Cosa fare: approcci per potenziare gli specialisti ICT e le competenze digitali avanzate
In questa situazione è necessario un cambio di approccio a livello europeo. Il rapporto evidenzia alcuni ambiti di azione suggeriti per potenziare gli specialisti ICT e le competenze digitali avanzate in generale:
- introdurre le materie STEM (compreso l’insegnamento delle competenze digitali) nelle prime fasi del ciclo educativo per suscitare interesse tra i giovani, in linea con le proposte da tempo avanzate per l’introduzione della disciplina informatica nelle scuole primarie;
- promuovere attivamente le materie STEM per attrarre più giovani (in particolare donne), ad esempio presentando modelli di ruolo visibili per abbattere le barriere sociali, conducendo campagne mirate di sensibilizzazione;
- incorporare la formazione sulle competenze digitali nei programmi di formazione degli insegnanti e garantire una formazione continua per gli insegnanti in servizio e i dirigenti scolastici al fine di migliorare la competenza e la fiducia degli insegnanti nel digitale;
- promuovere l’istruzione professionale come scelta attrattiva e pertinente per il mercato del lavoro, offrendo esperienze di apprendimento adattate alle esigenze del settore;
- facilitare la collaborazione tra università per sfruttare competenze e risorse e promuovere legami più stretti tra industria e istituzioni accademiche (ad esempio, tramite professori a contratto, partenariati strategici e progetti di collaborazione per fornire agli studenti più opportunità concrete di esperienza);
- rispondere al fatto che l’offerta non sarà sufficiente a sostenere l’attuale ritmo di sviluppo tecnologico integrando i programmi di istruzione formale con micro-credenziali e iniziative di apprendimento come corsi a breve termine e apprendimento online;
- incoraggiare la diversità nel settore delle ICT, ad esempio organizzando campagne di sensibilizzazione (ad esempio, in collaborazione con le Coalizioni nazionali per le competenze digitali), fornendo borse di studio, tirocini, istruzione e opportunità di formazione (ad esempio campi estivi) e altro sostegno (ad esempio eventi di orientamento allo studio) per i gruppi sottorappresentati, in particolare le donne.
Le opportunità di finanziamento Ue
La Commissione Ue offre numerose opportunità di finanziamento per promuovere le competenze digitali avanzate nell’UE attraverso il programma Digital Europe con lo sviluppo di programmi educativi specializzati a diversi livelli accademici, corsi di formazione a breve termine che coprono diverse aree digitali chiave (ad esempio, intelligenza artificiale, scienza dei dati, sicurezza informatica, IoT, cloud computing).

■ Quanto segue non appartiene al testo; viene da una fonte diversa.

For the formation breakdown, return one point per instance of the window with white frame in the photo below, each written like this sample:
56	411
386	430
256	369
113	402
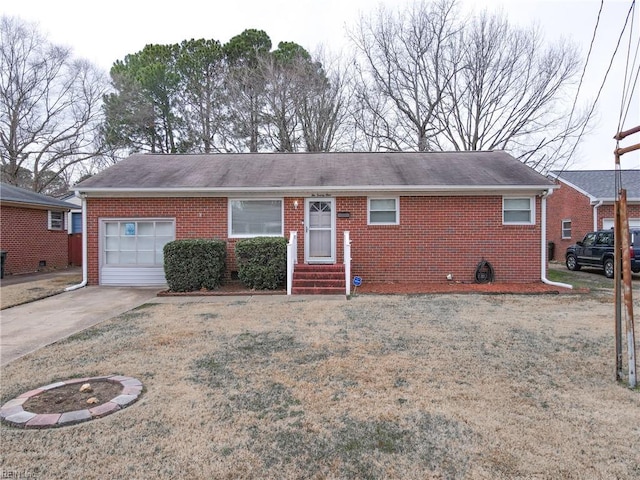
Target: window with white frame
518	210
253	218
55	220
383	211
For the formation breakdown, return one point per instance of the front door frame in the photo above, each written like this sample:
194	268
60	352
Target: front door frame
307	257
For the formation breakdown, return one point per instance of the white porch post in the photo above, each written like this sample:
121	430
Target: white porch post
292	259
347	262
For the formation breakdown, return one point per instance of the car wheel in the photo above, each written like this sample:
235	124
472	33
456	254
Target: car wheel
609	268
572	263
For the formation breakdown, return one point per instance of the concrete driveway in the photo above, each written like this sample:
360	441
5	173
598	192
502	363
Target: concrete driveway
31	326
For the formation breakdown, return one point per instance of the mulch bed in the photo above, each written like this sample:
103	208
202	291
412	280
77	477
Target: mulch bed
69	397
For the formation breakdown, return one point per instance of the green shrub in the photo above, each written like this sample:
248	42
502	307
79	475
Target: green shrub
262	262
194	264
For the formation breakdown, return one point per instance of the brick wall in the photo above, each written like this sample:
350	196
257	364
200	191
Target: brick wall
436	235
566	203
607	212
28	241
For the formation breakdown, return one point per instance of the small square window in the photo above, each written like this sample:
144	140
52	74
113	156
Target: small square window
383	211
251	218
518	211
56	220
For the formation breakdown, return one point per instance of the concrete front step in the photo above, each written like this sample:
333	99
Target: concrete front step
318	279
308	275
318	291
318	282
306	267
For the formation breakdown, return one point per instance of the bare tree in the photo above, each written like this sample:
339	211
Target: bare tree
50	108
323	108
429	78
305	107
408	60
510	93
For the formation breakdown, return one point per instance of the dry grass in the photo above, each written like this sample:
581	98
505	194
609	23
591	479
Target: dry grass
459	386
12	295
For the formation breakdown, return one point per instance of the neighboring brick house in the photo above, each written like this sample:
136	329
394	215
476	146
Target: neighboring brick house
584	202
32	231
412	217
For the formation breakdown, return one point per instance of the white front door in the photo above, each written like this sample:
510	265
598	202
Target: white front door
320	227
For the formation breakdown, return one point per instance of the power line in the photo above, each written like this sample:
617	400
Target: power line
584	69
575	145
625	85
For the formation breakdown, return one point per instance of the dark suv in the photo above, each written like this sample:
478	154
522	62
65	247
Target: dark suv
596	250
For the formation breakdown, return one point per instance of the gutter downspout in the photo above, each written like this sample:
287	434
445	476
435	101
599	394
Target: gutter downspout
543	256
595	215
85	267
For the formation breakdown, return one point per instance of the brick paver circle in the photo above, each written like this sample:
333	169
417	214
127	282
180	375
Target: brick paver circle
14	414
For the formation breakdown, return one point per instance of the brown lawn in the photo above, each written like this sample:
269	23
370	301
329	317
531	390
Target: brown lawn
407	387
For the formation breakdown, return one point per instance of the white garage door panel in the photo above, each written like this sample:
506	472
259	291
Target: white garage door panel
131	250
139	276
607	223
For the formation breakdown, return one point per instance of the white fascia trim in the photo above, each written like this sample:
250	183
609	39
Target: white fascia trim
576	188
344	190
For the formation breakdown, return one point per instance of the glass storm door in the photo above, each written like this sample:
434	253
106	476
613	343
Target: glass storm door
320	238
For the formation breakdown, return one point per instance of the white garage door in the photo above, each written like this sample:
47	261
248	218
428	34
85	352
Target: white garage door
607	223
131	251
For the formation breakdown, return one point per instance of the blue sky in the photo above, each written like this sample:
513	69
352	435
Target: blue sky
107	31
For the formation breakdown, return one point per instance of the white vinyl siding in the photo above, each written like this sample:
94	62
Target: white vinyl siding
132	251
252	218
383	211
518	211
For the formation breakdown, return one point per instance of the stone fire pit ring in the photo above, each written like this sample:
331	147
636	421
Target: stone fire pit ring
13	413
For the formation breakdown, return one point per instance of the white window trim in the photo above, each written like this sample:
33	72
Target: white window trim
50	220
562	229
532	210
230	233
397	200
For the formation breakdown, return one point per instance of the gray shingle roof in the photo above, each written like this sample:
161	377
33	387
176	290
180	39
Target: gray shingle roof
13	194
297	171
600	184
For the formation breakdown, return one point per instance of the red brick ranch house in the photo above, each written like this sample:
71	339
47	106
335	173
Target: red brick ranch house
404	217
33	235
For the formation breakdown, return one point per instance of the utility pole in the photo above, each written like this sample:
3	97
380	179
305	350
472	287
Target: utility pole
623	267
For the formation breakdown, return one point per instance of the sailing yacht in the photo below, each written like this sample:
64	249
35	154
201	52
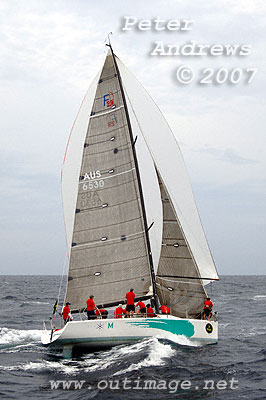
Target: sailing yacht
131	220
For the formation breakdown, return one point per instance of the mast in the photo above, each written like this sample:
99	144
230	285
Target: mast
146	228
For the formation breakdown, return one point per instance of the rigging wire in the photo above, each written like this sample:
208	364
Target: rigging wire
60	286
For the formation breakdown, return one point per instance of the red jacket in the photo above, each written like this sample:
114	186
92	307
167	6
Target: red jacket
150	312
141	304
118	312
165	309
99	311
66	311
90	305
208	304
130	296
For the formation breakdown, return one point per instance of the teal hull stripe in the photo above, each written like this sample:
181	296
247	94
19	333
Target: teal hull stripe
179	327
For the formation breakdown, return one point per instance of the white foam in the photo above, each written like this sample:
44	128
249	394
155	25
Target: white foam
15	336
34	302
180	339
259	297
158	353
43	365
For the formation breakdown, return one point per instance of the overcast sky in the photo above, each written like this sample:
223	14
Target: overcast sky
51	50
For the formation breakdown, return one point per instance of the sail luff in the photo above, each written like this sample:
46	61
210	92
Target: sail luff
109	252
133	140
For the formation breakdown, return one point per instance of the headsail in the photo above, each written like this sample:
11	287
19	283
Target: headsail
170	165
108	247
178	279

Questi programmi offrono anche opportunità di formazione in settori specifici come la sanità, le imprese, i trasporti, l’agricoltura, le catene alimentari e i sistemi energetici.
Conclusioni
Emerge chiara la necessità di un cambio di approccio, che risponda agli spunti già presenti nel Rapporto e non solo spinga per partnership pubblico-privato negli interventi formativi di breve termine e nei percorsi specialistici e universitari, ma che consenta di innalzare la formazione aziendale e (anche) nelle amministrazioni pubbliche. Con direttrici chiare e finanziamenti finalizzati a livello di strategia europea, massimizzando gli scambi e le cooperazioni nella Ue.